Thu, April 11, 10:50am to 12:20pm, Philadelphia Marriott Downtown, Floor: Level 3, Room 306

Abstract

This performance-presentation features “Everyone Here Speaks Sign Language,” an animated short linguistic ethnographic film about the everyday school lives of deaf and nondeaf children integrated in the public school École Gabriel Sajus in southern France. École Gabriel Sajus houses the celebrated bilingual (Langue des Signes Française/French) kindergarten class for deaf students. Through animating the social and communicative worlds of deaf/nondeaf children and adults, this film aims to make visible multilingual-multimodal worldings otherwise invisibilized (Groce, 1988; Behzadi et. al., 2020) by immersing viewers into the material, sensorial, embodied, and affective communicative and community practices of the signed-spoken language spaces of École Gabriel Sajus.

With this animated short linguistic ethnographic film, I aim to further expand scholarship on languaging practices in semiotically diverse contexts. I do this by experimenting with animation as a medium and mode to make visible how language minoritized deaf children and youth make use of communicative and community practices as resources for navigating the multiple, fluid, and ever-emergent signed-spoken language spaces of bilingual classes LSF (LSF—Langue des Signes Française/French) and public, nondeaf Ramonville-St. Agnes school community of École Gabriel Sajus in France. I also aim to offer an animated portrait of how deaf students, as well as their deaf-nondeaf parents and teachers, think about their own and other children’s communicative and community practices. Classe LSF opens up possibilities for a dynamic understanding of the language and learning socialization processes of young bilingual learners through analyses of films from the study and ethnographic interviews over the course of nearly ten years with the teachers and supervisors overseeing classe LSF. These analyses of video data and interviews provided insights into the language and educational ideologies of the Ramonville-St. Agnes unique class, school, and community.

In my most recent work, I have been experimenting with multiple mediums and modes of scholarly expression (e.g., drawing, comics, photography, performance, animation). Inspired by feminist geographer Negar Elodie Behzadi and her collaboration with animation artist Kate Jessop for the award-winning film “Nadirah coal woman: An animated ethnographic portrait of a female coal miner in Tajikistan,” I have set out to experiment with animated short ethnographic film as a medium and mode for “exploring the use of visual, embodied and art-based methodologies in the study of issues around marginalization and exclusion” (Behzadi et. al., 2020).

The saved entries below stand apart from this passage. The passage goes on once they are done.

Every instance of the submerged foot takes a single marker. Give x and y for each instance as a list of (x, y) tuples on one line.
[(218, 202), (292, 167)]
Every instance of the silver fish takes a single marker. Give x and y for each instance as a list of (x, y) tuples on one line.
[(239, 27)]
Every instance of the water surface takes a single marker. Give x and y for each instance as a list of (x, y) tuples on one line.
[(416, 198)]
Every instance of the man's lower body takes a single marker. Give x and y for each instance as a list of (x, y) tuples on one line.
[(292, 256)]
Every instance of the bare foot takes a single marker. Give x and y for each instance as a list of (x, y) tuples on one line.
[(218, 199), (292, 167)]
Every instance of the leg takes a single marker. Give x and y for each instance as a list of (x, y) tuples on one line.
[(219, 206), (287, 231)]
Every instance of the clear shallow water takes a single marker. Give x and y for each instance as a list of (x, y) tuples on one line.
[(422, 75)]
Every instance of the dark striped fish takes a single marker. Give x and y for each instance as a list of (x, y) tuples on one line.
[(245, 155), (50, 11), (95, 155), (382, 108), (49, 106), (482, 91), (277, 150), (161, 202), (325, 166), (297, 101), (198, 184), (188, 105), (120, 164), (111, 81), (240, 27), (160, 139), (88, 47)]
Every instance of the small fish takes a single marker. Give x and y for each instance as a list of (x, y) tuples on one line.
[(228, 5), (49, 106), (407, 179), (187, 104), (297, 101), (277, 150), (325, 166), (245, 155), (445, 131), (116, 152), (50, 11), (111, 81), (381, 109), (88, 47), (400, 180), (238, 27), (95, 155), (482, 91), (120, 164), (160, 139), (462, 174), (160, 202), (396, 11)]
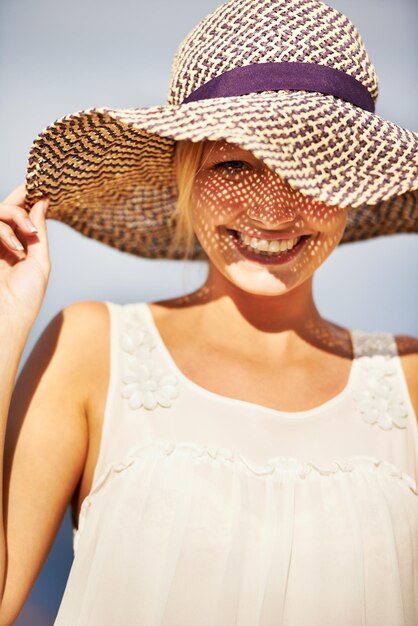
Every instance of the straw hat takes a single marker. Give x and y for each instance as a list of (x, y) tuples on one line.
[(288, 80)]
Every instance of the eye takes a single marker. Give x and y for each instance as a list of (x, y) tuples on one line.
[(231, 166)]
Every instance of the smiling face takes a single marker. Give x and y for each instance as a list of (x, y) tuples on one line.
[(261, 234)]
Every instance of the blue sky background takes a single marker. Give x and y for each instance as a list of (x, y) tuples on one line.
[(57, 57)]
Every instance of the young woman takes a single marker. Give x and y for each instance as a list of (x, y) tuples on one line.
[(231, 457)]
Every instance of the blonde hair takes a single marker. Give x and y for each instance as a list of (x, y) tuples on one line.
[(187, 160)]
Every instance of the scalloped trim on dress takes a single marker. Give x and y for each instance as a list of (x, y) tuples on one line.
[(290, 465)]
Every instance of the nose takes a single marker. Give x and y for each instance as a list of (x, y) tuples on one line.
[(274, 202)]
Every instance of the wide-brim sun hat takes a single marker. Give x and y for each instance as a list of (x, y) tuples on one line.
[(288, 80)]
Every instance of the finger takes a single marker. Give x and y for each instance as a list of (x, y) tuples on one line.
[(17, 196), (37, 245), (9, 239), (16, 217)]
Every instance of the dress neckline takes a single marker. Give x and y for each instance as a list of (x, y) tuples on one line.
[(291, 415)]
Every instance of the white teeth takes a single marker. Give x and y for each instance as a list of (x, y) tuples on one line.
[(262, 245)]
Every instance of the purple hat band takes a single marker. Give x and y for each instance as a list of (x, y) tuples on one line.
[(285, 75)]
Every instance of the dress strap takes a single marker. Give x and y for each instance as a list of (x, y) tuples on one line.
[(369, 344)]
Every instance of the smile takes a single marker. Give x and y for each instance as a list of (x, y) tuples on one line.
[(262, 245), (269, 252)]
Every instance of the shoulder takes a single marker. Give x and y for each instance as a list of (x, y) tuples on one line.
[(73, 344), (408, 352)]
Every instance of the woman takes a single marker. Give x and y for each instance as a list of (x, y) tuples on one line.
[(231, 456)]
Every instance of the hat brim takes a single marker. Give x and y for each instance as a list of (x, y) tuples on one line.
[(109, 172)]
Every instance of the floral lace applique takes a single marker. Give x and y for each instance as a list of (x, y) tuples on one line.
[(146, 383), (378, 402)]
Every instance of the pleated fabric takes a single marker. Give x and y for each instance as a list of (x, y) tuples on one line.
[(207, 511)]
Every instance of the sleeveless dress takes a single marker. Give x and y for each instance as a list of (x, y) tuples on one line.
[(210, 511)]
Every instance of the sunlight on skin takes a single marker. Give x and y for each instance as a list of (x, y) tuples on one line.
[(245, 195)]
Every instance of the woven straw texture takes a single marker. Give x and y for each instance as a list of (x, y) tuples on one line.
[(109, 172)]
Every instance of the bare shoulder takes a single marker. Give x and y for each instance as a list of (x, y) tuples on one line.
[(408, 352), (74, 342)]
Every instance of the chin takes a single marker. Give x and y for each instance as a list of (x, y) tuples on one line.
[(258, 281)]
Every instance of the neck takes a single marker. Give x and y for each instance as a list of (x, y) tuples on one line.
[(234, 317)]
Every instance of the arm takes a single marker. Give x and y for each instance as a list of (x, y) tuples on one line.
[(46, 448), (408, 352)]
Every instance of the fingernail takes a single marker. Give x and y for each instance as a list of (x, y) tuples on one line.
[(30, 225), (16, 243)]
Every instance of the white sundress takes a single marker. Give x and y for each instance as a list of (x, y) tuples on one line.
[(211, 511)]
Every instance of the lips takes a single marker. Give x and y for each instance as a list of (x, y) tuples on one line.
[(266, 258)]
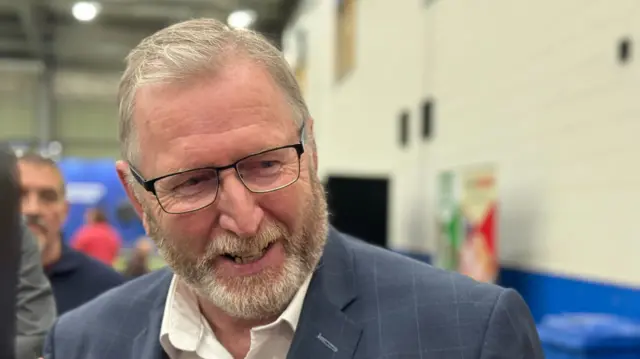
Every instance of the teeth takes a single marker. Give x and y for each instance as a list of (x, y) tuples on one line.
[(251, 258)]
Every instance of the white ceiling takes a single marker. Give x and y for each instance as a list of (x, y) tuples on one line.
[(46, 30)]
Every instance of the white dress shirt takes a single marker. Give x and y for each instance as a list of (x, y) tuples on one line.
[(185, 334)]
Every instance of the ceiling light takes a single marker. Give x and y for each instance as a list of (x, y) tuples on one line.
[(85, 11), (242, 19)]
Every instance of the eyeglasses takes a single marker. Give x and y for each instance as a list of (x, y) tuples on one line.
[(194, 189)]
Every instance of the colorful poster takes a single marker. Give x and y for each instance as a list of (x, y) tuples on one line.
[(466, 222), (478, 205), (448, 222)]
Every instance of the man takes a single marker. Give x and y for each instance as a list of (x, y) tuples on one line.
[(221, 164), (28, 308), (97, 238), (75, 277)]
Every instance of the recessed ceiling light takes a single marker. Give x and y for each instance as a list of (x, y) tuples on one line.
[(85, 11), (242, 19)]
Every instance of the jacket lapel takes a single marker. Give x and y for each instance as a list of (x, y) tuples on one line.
[(146, 345), (325, 331)]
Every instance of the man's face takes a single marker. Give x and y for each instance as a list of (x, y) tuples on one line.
[(43, 201), (214, 122)]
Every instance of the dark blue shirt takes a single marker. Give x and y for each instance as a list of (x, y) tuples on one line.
[(77, 278)]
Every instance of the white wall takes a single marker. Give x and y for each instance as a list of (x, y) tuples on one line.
[(83, 116), (356, 120), (533, 87)]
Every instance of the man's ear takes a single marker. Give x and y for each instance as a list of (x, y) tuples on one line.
[(122, 168)]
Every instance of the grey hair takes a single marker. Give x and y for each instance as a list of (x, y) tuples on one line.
[(187, 49)]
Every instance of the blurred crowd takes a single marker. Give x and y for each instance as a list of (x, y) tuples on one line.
[(60, 271)]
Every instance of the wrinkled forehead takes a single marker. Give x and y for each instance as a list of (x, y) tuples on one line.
[(216, 118)]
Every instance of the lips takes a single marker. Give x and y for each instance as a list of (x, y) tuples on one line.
[(246, 258)]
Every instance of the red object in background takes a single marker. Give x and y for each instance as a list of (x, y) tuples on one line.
[(99, 241), (487, 228)]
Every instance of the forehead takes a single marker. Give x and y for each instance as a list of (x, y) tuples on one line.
[(39, 175), (212, 121)]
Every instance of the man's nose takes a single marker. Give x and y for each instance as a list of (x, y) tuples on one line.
[(239, 212), (30, 204)]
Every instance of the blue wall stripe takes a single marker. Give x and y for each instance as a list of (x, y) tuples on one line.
[(553, 294)]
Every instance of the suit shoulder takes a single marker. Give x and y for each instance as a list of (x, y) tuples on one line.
[(116, 302)]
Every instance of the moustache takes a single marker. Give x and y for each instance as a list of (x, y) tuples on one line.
[(229, 244), (34, 220)]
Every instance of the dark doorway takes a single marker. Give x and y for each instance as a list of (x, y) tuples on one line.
[(359, 207)]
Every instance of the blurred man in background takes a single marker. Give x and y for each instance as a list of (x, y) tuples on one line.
[(75, 277), (97, 238), (221, 164), (27, 308), (138, 263)]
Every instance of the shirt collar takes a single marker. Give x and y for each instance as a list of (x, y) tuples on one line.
[(183, 327)]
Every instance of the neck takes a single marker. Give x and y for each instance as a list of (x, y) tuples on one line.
[(51, 252), (233, 333)]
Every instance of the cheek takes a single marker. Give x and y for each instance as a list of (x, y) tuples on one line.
[(187, 227), (287, 205)]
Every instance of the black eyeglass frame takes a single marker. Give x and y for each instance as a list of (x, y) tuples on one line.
[(149, 184)]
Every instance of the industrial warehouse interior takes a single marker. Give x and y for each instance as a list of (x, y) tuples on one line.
[(463, 153)]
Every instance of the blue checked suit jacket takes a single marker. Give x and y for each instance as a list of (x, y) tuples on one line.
[(363, 302)]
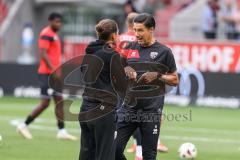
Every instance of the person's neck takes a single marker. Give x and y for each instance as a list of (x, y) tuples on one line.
[(151, 42)]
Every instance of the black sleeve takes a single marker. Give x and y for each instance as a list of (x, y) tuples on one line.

This animated short linguistic ethnographic film features innovations in scholarship and analyses of language use that have expanded to transglossic conceptualizations of “language” and languaging practices. With the intent of bringing multimodality in from the margins in studies of multilingualism-multimodality, this animated short ethnographic film draws on Deleuzian-Bergosian-inspired Cinema and Media Studies, animation, and ethnographic film traditions (e.g., Deleuze, 1989; del Rio, 2008; Colman, 2011; Laurie, 2015; Roberts, 2019), in combination with linguistic video ethnographic research focused on signed-spoken language contexts to contribute to broader trends advancing the study of semiotic repertoires (e.g., Canagarajah, 2017; Kusters et. al., 2021; Boldt & Valente, 2021).